Rather, the policy required that she exercise her authority without harassment and bullying. The MFR Report found that Hampson failed to execute her authority as director without harassment and bullying, and the Board directed her to review the HIB Policy and abide by it going forward. 

Finally, Hampson cannot now claim that the HIB Policy should not apply to her as a director after insisting on the investigation under the HIB Policy and stating, she “felt it was important to move forward with an investigation so that it was clear they were not being held to a different standard or process than other SPS staff.
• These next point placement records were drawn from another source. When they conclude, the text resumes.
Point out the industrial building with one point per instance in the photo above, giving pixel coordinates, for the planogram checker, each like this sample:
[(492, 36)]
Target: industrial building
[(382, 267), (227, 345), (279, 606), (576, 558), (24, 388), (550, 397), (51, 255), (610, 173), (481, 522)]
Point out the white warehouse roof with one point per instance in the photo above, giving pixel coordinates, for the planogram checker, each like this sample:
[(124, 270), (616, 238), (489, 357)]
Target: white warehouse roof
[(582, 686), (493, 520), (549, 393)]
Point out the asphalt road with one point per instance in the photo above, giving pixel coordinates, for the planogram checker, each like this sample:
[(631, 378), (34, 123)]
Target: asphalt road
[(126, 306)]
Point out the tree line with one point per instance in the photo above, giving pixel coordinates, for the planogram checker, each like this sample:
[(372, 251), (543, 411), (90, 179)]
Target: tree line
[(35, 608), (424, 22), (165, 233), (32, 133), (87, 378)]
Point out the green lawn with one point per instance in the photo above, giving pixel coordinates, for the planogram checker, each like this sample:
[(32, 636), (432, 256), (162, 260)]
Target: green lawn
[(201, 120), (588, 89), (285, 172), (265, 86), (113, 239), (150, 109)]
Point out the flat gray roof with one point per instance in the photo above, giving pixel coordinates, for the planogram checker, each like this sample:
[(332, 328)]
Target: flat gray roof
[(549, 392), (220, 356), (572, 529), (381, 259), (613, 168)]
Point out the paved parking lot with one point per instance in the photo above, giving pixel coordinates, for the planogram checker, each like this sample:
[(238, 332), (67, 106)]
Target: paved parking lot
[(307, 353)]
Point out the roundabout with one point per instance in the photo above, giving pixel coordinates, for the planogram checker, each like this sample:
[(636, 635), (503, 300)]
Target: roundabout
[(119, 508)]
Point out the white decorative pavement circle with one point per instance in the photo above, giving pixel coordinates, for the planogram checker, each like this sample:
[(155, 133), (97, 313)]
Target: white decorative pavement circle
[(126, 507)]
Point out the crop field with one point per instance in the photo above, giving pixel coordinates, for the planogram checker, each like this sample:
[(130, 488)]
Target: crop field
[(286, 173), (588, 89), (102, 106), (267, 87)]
The District’s report and resulting decision by the Board were not contrary to law. Affirmed.

I hope that Director Hampson will stop this legal nonsense which is costing the district thousands of dollars they cannot afford to spend. 

Comments

Bout Time said…
Hopefully the court ruling will put an end to the bulling and intimidation tactics employed by the SCPTSA and certain board members.
Anonymous said…
I love watching Ms Hampson lose in court.

I don’t love watching her waste district time, money, and what‘s left of its credibility and reputation. Her behavior is a black eye to every kid who is bullied at school, a liability to every lawsuit that comes through, and an embarrassment to voters.